I think the Warren quote about "when the tide goes out, you realize who's naked" applies here. Tech is in every industry at this point, so it feels unlikely to fully crash as a sector. The recession and lack of cheap VC funding will expose the companies that don't actually have a reasonable business plan, but leave those that do. In other words, "make up the losses on volume" speculative companies will have a winter, but solid businesses (so many! medical equipment, logistics, entertainment, self-driving car progress) will weather the storm ok.
I feel this is a reversing of the trend the last few decades. Asset prices dropping, tech in a hole, lowest earning workers getting the biggest raises.

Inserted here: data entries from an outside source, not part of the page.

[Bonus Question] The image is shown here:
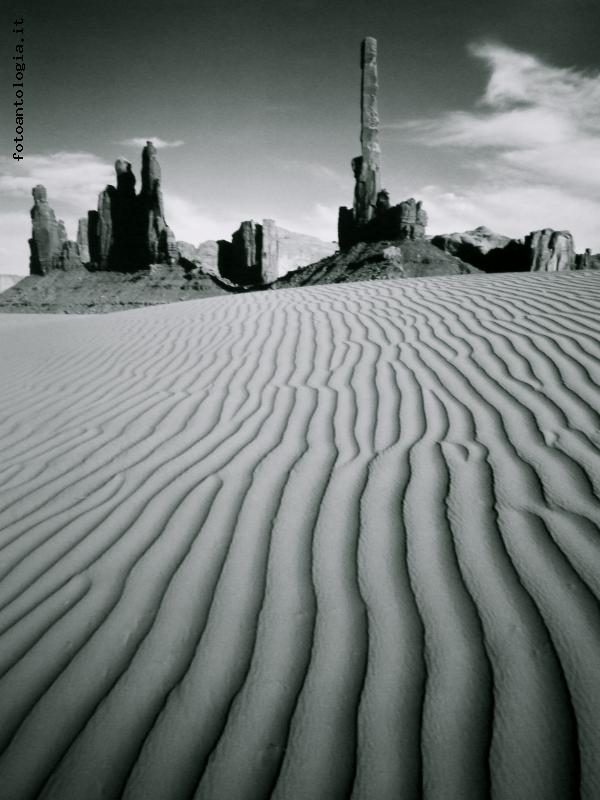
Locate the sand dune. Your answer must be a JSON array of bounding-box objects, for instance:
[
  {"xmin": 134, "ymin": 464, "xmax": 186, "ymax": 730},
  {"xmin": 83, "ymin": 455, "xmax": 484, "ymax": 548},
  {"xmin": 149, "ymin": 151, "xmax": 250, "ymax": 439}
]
[{"xmin": 0, "ymin": 273, "xmax": 600, "ymax": 800}]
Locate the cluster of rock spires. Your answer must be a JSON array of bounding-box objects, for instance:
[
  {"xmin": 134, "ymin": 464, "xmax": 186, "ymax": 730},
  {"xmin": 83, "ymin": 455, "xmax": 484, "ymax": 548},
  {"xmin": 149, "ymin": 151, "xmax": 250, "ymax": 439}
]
[
  {"xmin": 29, "ymin": 142, "xmax": 179, "ymax": 275},
  {"xmin": 29, "ymin": 37, "xmax": 600, "ymax": 287},
  {"xmin": 338, "ymin": 37, "xmax": 427, "ymax": 251},
  {"xmin": 29, "ymin": 142, "xmax": 335, "ymax": 286}
]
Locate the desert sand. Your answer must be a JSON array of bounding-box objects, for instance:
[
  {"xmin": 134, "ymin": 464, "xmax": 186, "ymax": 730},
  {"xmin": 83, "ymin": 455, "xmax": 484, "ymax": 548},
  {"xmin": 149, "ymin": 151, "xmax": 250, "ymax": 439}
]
[{"xmin": 0, "ymin": 273, "xmax": 600, "ymax": 800}]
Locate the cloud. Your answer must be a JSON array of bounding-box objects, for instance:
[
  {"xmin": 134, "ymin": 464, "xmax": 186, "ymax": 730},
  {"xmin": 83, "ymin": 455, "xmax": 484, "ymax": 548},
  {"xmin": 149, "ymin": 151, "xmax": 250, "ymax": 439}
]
[
  {"xmin": 277, "ymin": 203, "xmax": 338, "ymax": 242},
  {"xmin": 0, "ymin": 211, "xmax": 31, "ymax": 275},
  {"xmin": 388, "ymin": 43, "xmax": 600, "ymax": 250},
  {"xmin": 115, "ymin": 136, "xmax": 185, "ymax": 150},
  {"xmin": 0, "ymin": 153, "xmax": 115, "ymax": 206},
  {"xmin": 163, "ymin": 192, "xmax": 242, "ymax": 244}
]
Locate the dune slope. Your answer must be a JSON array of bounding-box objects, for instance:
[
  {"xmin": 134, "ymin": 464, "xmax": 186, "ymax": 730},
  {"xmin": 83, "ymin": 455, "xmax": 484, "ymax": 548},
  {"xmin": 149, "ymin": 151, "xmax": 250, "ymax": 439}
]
[{"xmin": 0, "ymin": 273, "xmax": 600, "ymax": 800}]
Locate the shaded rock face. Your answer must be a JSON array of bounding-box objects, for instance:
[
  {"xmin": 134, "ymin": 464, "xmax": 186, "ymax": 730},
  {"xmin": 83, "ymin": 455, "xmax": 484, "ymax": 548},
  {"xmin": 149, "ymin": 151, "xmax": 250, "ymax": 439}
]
[
  {"xmin": 525, "ymin": 228, "xmax": 575, "ymax": 272},
  {"xmin": 338, "ymin": 37, "xmax": 427, "ymax": 251},
  {"xmin": 575, "ymin": 247, "xmax": 600, "ymax": 269},
  {"xmin": 352, "ymin": 36, "xmax": 381, "ymax": 225},
  {"xmin": 87, "ymin": 142, "xmax": 179, "ymax": 271},
  {"xmin": 177, "ymin": 240, "xmax": 220, "ymax": 277},
  {"xmin": 57, "ymin": 240, "xmax": 83, "ymax": 272},
  {"xmin": 139, "ymin": 142, "xmax": 178, "ymax": 264},
  {"xmin": 431, "ymin": 226, "xmax": 590, "ymax": 272},
  {"xmin": 217, "ymin": 219, "xmax": 336, "ymax": 286},
  {"xmin": 77, "ymin": 217, "xmax": 90, "ymax": 264},
  {"xmin": 29, "ymin": 185, "xmax": 62, "ymax": 275},
  {"xmin": 431, "ymin": 225, "xmax": 529, "ymax": 272}
]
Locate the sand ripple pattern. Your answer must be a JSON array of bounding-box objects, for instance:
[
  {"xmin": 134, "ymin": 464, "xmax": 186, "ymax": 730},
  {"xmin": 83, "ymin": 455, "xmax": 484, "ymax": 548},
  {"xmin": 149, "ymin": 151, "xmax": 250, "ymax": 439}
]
[{"xmin": 0, "ymin": 273, "xmax": 600, "ymax": 800}]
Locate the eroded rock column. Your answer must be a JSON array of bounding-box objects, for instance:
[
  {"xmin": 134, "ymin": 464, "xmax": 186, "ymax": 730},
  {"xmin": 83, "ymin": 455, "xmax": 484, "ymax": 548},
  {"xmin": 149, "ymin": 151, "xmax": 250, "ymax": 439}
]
[{"xmin": 352, "ymin": 36, "xmax": 381, "ymax": 225}]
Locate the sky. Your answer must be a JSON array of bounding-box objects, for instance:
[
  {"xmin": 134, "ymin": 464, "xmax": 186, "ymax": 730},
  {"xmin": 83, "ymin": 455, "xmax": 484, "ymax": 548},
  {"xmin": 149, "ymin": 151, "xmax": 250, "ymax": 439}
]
[{"xmin": 0, "ymin": 0, "xmax": 600, "ymax": 274}]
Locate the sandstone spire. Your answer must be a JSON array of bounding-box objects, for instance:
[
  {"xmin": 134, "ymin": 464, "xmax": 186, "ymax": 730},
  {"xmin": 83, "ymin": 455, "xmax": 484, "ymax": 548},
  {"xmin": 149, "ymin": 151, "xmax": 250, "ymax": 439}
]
[{"xmin": 352, "ymin": 36, "xmax": 381, "ymax": 225}]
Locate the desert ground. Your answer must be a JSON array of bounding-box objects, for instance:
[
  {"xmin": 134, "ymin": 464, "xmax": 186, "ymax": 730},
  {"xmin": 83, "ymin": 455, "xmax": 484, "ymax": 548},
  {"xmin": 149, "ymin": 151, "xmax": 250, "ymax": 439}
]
[{"xmin": 0, "ymin": 272, "xmax": 600, "ymax": 800}]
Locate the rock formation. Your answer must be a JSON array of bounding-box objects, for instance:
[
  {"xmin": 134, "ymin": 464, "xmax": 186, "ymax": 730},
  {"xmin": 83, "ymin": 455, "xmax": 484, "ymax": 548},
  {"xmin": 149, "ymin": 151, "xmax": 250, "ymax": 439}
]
[
  {"xmin": 431, "ymin": 226, "xmax": 591, "ymax": 272},
  {"xmin": 140, "ymin": 142, "xmax": 178, "ymax": 264},
  {"xmin": 29, "ymin": 185, "xmax": 62, "ymax": 275},
  {"xmin": 56, "ymin": 240, "xmax": 83, "ymax": 272},
  {"xmin": 177, "ymin": 240, "xmax": 220, "ymax": 277},
  {"xmin": 352, "ymin": 36, "xmax": 381, "ymax": 225},
  {"xmin": 96, "ymin": 186, "xmax": 115, "ymax": 269},
  {"xmin": 525, "ymin": 228, "xmax": 575, "ymax": 272},
  {"xmin": 77, "ymin": 217, "xmax": 90, "ymax": 264},
  {"xmin": 575, "ymin": 247, "xmax": 600, "ymax": 269},
  {"xmin": 217, "ymin": 219, "xmax": 336, "ymax": 286},
  {"xmin": 87, "ymin": 142, "xmax": 179, "ymax": 271},
  {"xmin": 338, "ymin": 37, "xmax": 427, "ymax": 251},
  {"xmin": 431, "ymin": 225, "xmax": 529, "ymax": 272}
]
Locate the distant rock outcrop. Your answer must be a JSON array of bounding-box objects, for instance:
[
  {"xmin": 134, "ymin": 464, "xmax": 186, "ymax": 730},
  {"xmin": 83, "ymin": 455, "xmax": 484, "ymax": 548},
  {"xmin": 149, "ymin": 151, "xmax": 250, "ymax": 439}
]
[
  {"xmin": 77, "ymin": 217, "xmax": 90, "ymax": 264},
  {"xmin": 29, "ymin": 184, "xmax": 62, "ymax": 275},
  {"xmin": 431, "ymin": 225, "xmax": 529, "ymax": 272},
  {"xmin": 431, "ymin": 225, "xmax": 594, "ymax": 272},
  {"xmin": 338, "ymin": 37, "xmax": 427, "ymax": 251},
  {"xmin": 525, "ymin": 228, "xmax": 575, "ymax": 272},
  {"xmin": 575, "ymin": 247, "xmax": 600, "ymax": 269},
  {"xmin": 216, "ymin": 219, "xmax": 336, "ymax": 286},
  {"xmin": 271, "ymin": 239, "xmax": 478, "ymax": 289},
  {"xmin": 57, "ymin": 239, "xmax": 83, "ymax": 272},
  {"xmin": 177, "ymin": 240, "xmax": 220, "ymax": 277}
]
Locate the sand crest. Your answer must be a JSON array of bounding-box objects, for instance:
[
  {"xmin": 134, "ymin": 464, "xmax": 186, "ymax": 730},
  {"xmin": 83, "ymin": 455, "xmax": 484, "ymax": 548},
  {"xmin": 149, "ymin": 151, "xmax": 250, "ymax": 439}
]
[{"xmin": 0, "ymin": 273, "xmax": 600, "ymax": 800}]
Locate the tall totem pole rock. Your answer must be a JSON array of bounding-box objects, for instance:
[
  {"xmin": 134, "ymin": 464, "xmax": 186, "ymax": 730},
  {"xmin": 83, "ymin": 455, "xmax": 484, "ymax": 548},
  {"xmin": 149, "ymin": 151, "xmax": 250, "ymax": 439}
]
[
  {"xmin": 338, "ymin": 36, "xmax": 427, "ymax": 250},
  {"xmin": 352, "ymin": 36, "xmax": 381, "ymax": 225},
  {"xmin": 29, "ymin": 185, "xmax": 62, "ymax": 275},
  {"xmin": 140, "ymin": 142, "xmax": 178, "ymax": 264}
]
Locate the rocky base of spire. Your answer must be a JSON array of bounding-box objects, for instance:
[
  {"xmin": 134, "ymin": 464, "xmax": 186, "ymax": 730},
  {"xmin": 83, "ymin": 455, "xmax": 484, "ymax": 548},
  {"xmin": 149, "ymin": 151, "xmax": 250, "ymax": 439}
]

What? What assets arent dropping? The two examples below, used cars and real estate are now definitively losing value. Even oil and commidities arent up much any more.
Europe either finds local and reliable energy sources or goes back to stone ages. Europe's problem is lack of energy and traditionalism, for the later maybe the Internet will eventually solve it but for the former the options are not good in short term.
Actually, EU did a good job regulating everything consumer into efficiency however for the industry there's hard limit how much energy you need. Renewables can't come soon enough.
Europe went a different path than the US. Essentially, after cheap Eastern European countries have joined the EU, a lot of manufacturing was moved there.
I'm from Poland, so I know the situation fairly well. The trajectory here was that a lot of communist manufacturing plants were closed in the 90ies (after transition to market economy), because they were just not economically viable (something that was not deemed a problem for communists, until the whole system collapsed). Many others have drastically reduced employment, as again communists were hiding unemployment by giving people jobs in companies that didn't need them.
But, since Poland joined the EU in 2004, the trend has reversed. There's now plenty of (mostly foreign-owned) manufacturing plants around the country.